Continuing her work on toll road legislation, Looper again sponsored a bill to alter the reporting and disclosure requirements surrounding planned toll roads, in an effort to reduce the property value impact on homeowners who live within a proposed toll road corridor. The bill was met with opposition from some toll road opponents for being ineffective at halting toll road development, and Looper herself postponed consideration of the bill in favor of a more expansive measured introduced by Rep. Debbie Stafford. Stafford's bill, however, was killed in a House committee, and Looper's measure passed the state house.

Looper has also introduced legislation to require property buyers to be informed of paperwork tracking residential well ownership, and sponsored a bill to allow judges to include restorative justice as part of sentencing for juveniles.

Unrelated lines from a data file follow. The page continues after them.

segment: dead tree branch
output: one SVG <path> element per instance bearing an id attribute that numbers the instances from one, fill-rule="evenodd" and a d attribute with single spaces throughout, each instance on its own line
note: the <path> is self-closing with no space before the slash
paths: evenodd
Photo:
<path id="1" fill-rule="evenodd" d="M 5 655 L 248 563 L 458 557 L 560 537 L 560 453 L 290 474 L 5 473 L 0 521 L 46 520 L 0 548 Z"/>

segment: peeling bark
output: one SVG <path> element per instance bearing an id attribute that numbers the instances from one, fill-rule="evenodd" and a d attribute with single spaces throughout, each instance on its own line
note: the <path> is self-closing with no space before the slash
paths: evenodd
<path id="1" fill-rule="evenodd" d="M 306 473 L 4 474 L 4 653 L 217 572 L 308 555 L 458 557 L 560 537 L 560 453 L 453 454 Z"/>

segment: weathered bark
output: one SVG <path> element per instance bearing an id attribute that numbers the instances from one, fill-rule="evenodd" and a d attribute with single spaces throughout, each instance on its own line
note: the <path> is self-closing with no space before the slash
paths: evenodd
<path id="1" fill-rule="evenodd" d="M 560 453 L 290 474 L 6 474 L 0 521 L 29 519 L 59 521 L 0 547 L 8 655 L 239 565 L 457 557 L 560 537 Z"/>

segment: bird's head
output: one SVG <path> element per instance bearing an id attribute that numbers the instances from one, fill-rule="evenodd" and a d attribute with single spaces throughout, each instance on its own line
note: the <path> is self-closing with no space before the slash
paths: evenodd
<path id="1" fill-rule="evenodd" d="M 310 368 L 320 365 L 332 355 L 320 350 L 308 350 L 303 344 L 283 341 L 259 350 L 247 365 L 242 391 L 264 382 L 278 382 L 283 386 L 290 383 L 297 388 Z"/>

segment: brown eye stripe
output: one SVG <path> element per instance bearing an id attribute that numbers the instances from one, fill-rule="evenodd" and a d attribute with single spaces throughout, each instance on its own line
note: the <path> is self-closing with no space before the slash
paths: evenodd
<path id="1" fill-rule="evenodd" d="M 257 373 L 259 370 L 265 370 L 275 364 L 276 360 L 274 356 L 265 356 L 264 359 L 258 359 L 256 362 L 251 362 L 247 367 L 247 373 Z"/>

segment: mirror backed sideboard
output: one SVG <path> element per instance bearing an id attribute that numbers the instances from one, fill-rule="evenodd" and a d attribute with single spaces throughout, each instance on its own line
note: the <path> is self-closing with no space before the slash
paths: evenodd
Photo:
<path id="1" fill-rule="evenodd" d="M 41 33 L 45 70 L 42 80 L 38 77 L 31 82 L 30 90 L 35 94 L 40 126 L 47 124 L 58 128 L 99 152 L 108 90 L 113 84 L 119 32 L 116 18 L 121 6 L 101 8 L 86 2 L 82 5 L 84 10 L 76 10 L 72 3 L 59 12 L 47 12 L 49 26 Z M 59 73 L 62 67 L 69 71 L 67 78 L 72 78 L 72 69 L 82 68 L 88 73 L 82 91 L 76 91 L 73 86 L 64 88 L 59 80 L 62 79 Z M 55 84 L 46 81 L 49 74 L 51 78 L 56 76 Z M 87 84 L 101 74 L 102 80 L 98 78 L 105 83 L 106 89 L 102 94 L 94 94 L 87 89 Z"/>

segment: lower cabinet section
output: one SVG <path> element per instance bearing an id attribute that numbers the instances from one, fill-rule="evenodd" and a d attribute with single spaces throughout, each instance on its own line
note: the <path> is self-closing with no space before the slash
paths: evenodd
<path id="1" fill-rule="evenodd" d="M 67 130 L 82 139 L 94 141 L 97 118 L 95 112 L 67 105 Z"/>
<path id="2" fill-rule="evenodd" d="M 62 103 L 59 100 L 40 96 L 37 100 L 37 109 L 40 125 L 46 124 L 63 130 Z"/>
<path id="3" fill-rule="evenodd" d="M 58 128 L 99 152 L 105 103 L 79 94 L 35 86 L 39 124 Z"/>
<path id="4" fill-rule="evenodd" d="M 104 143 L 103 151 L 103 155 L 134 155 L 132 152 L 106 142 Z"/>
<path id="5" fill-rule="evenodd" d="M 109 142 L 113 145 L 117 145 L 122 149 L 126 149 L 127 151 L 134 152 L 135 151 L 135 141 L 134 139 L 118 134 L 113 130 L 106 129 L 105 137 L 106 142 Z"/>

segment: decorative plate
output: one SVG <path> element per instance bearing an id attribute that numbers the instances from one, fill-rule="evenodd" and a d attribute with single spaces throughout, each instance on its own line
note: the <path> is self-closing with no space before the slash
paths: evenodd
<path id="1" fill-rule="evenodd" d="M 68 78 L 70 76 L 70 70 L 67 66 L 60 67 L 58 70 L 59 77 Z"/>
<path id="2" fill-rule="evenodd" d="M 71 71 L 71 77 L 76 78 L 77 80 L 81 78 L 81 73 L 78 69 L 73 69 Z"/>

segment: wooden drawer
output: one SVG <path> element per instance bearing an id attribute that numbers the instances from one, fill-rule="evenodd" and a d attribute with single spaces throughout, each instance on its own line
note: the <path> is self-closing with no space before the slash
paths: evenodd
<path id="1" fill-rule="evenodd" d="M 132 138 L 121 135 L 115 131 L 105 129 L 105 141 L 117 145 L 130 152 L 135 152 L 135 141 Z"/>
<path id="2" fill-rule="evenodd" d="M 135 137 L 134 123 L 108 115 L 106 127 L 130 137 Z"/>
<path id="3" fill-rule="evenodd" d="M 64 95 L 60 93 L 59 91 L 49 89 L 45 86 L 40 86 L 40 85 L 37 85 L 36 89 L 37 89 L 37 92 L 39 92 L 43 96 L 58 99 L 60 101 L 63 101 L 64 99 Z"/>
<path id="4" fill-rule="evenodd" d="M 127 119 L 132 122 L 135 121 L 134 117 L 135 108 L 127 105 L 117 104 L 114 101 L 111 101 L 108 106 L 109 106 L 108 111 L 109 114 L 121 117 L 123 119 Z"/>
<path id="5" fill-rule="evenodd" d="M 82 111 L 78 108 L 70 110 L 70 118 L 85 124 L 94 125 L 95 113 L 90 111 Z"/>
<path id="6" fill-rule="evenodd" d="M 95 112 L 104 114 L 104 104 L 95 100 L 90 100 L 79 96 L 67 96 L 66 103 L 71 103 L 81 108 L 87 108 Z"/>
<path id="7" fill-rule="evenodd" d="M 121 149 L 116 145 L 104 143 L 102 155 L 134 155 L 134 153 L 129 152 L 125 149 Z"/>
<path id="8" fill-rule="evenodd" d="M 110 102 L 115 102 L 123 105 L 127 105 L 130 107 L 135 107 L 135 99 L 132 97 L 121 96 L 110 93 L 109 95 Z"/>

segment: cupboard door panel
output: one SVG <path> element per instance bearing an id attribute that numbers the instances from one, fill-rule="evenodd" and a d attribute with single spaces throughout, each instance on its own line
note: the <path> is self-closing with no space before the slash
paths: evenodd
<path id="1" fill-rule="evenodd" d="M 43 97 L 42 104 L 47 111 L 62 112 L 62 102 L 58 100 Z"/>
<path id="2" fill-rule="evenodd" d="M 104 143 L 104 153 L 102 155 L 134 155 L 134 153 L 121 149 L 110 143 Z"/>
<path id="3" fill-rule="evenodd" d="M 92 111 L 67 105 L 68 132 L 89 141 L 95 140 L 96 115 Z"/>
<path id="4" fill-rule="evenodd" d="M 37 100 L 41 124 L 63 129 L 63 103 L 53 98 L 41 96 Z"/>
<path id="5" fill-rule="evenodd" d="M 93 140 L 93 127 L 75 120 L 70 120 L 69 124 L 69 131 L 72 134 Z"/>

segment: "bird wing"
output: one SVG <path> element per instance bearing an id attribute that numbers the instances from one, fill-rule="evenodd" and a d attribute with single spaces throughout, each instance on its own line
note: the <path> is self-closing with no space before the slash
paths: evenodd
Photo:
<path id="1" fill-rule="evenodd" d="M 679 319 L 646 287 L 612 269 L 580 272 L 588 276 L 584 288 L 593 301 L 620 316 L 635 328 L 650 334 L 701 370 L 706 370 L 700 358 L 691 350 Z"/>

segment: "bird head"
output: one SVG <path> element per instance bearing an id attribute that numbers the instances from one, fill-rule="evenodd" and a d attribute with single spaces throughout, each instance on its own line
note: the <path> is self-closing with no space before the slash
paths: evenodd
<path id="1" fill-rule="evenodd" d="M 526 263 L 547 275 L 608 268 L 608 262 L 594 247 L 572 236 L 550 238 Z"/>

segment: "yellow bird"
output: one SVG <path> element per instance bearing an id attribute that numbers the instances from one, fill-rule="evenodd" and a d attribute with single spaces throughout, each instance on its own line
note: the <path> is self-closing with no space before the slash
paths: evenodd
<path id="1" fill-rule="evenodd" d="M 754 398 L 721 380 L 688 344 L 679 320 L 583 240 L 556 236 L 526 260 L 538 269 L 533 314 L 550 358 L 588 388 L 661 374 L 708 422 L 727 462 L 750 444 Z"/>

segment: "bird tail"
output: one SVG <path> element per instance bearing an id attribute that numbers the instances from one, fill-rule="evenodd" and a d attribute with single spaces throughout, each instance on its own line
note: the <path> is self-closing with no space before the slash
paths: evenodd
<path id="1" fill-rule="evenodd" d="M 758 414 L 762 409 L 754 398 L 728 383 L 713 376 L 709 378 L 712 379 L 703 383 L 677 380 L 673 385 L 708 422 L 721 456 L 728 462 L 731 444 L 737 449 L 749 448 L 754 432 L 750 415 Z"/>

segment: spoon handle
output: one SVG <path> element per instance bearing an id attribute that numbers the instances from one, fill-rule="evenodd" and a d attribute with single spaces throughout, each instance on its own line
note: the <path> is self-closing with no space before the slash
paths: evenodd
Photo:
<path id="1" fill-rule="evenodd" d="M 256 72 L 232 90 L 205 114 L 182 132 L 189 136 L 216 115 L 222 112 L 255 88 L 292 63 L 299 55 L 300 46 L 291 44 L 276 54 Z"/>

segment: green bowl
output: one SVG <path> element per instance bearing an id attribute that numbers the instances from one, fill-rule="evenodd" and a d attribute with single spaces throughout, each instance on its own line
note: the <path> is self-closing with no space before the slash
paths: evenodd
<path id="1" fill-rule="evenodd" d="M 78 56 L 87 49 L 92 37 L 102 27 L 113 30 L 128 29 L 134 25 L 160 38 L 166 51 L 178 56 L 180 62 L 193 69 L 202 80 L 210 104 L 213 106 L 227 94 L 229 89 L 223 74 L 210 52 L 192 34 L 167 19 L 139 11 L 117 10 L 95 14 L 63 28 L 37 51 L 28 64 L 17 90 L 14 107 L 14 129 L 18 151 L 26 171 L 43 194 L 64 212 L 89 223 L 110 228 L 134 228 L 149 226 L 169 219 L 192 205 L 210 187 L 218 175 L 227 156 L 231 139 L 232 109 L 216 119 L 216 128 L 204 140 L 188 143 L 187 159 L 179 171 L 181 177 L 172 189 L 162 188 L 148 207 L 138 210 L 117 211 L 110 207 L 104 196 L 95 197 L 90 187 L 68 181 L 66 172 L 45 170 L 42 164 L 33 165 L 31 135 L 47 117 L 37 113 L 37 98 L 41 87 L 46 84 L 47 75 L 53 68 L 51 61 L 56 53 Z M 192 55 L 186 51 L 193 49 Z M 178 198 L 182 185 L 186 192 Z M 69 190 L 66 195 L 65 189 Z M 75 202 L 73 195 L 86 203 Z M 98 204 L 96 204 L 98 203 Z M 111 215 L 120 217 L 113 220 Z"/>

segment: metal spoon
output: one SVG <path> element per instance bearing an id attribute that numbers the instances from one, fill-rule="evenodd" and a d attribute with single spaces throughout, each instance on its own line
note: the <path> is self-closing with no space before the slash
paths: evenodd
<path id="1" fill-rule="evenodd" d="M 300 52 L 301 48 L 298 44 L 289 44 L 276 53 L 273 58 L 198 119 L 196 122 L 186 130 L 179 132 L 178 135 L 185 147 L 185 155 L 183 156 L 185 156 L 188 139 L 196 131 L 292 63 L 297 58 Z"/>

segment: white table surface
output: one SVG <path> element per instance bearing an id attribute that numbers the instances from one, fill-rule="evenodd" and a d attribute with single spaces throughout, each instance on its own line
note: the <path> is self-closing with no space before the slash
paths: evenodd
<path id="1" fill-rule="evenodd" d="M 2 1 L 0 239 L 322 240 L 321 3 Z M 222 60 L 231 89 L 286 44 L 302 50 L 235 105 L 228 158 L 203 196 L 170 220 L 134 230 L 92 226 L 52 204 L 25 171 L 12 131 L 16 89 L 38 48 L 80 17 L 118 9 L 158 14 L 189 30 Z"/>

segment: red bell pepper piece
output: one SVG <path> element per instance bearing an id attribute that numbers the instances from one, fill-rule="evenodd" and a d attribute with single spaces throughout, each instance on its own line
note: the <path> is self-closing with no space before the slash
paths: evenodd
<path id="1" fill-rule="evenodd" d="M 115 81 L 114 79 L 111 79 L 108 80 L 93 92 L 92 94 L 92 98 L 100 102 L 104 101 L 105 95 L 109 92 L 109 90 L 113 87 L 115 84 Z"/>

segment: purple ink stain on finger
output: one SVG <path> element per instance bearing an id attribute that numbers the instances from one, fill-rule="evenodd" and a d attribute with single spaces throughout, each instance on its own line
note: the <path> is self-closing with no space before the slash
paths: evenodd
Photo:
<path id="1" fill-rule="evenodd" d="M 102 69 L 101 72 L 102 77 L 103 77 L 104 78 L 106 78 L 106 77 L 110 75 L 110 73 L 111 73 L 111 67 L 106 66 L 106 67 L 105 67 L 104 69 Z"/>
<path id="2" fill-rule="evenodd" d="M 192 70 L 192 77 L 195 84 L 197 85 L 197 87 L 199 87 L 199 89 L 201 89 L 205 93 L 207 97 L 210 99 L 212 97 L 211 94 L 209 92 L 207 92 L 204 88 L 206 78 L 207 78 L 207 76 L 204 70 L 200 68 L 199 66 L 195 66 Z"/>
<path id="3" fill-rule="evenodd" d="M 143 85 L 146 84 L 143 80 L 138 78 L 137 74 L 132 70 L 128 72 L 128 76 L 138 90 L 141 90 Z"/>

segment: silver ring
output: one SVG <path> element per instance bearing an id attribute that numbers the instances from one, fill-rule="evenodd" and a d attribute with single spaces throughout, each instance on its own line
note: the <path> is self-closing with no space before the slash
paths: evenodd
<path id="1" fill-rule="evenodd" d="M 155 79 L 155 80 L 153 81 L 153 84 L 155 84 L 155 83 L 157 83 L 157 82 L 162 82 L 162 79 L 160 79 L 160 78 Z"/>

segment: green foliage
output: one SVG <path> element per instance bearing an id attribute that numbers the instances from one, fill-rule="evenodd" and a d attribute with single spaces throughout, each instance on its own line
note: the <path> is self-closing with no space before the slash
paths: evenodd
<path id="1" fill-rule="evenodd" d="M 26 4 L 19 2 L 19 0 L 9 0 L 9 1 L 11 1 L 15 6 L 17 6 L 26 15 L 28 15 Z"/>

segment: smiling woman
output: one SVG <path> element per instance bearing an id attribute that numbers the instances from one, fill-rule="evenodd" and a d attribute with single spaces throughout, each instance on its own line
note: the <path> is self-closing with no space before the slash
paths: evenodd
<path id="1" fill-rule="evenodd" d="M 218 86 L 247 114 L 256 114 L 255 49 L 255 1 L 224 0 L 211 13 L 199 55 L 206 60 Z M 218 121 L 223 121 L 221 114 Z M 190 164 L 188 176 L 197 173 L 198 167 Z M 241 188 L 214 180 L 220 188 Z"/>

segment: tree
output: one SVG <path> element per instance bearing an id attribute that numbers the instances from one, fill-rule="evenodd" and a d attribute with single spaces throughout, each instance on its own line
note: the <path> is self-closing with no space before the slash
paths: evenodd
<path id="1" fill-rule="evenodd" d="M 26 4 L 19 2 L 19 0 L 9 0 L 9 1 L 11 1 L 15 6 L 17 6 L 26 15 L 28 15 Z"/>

Following the legislative session, Looper was recognized by the Colorado Farm Bureau with their 2008 Pinnacle Award for legislative support of agriculture. In December 2008, she was named Colorado Legislator of the Year by the Rocky Mountain Farmers Union, citing her guest worker legislation.

===2008 election===
In the 2008 Congressional election, Looper supported Bentley Rayburn's challenge to incumbent Rep. Doug Lamborn in the Republican party primary for Colorado's 5th congressional district. Looper also stood against some fellow Republicans by opposing Amendment 52, a ballot measure on the November ballot that would reallocate some severance tax revenue from water projects to transportation.

Looper herself sought a second term in the legislature, facing Democrat Jimmy Phillips. Looper's re-election bid was endorsed by the Denver Post. She won re-election with 67 percent of the popular vote.

===2009 legislative session===
For the 2009 legislative session, Looper was named to seats on the House Agriculture, Livestock, and Natural Resources Committee and the House Transportation and Energy Committee. Looper sponsored bills to expand unemployment benefits for the spouses of Colorado military personnel killed in the line of duty, to pilot test electronic online voting for military personnel, and to extend the statute of limitations for vehicular homicides. Looper was also the House sponsor of a proposal to create a Fountain Creek Watershed, Flood Control and Greenway District in Pueblo and El Paso counties,

Looper's most prominent legislative work during 2009 session surrounded two proposals on rainwater harvesting, previously not allowed under Colorado's prior appropriation water rights law. Looper was the Senate sponsor of a bill to allow residents on wells to collect rainwater, which was signed by Gov. Ritter, revising more than a century of Colorado water law. Another proposal sponsored by Looper and enacted into law created a pilot program to study the effects of rainwater diversion for landscaping in mixed-use developments.

===2010 legislative session===
During the 2010 legislative session, Looper sponsored a bill to allow the creation of Veterans' court, and sponsored legislation revise how Colorado's $1.50/tire recycling fee is spent, after proposals to use the funds for purposes other than tire disposal, and in response to the growth of tire dumps in her district. With Democratic Rep. Joe Rice, Looper introduced legislation to require automobile manufacturers to, when opening a dealership in a market where they had previously closed one, offer right of first refusal the previous dealer. After having passed the state house, a brief but intense lobbying campaign against the bill by Chrysler and General Motors resulted in some concessions to automobile makers before the bill moved forward in the Colorado Senate. In February, Looper introduced a measure to block the transfer of prisoners held at the Guantanamo Bay detention camp to facilities in Colorado.

In March 2010, Looper was one of four legislators named by Gov. Ritter to a 12-member Carbon Capture and Sequestration Task force, convened to consider "complex legal, regulatory and policy issues" surrounding the topic.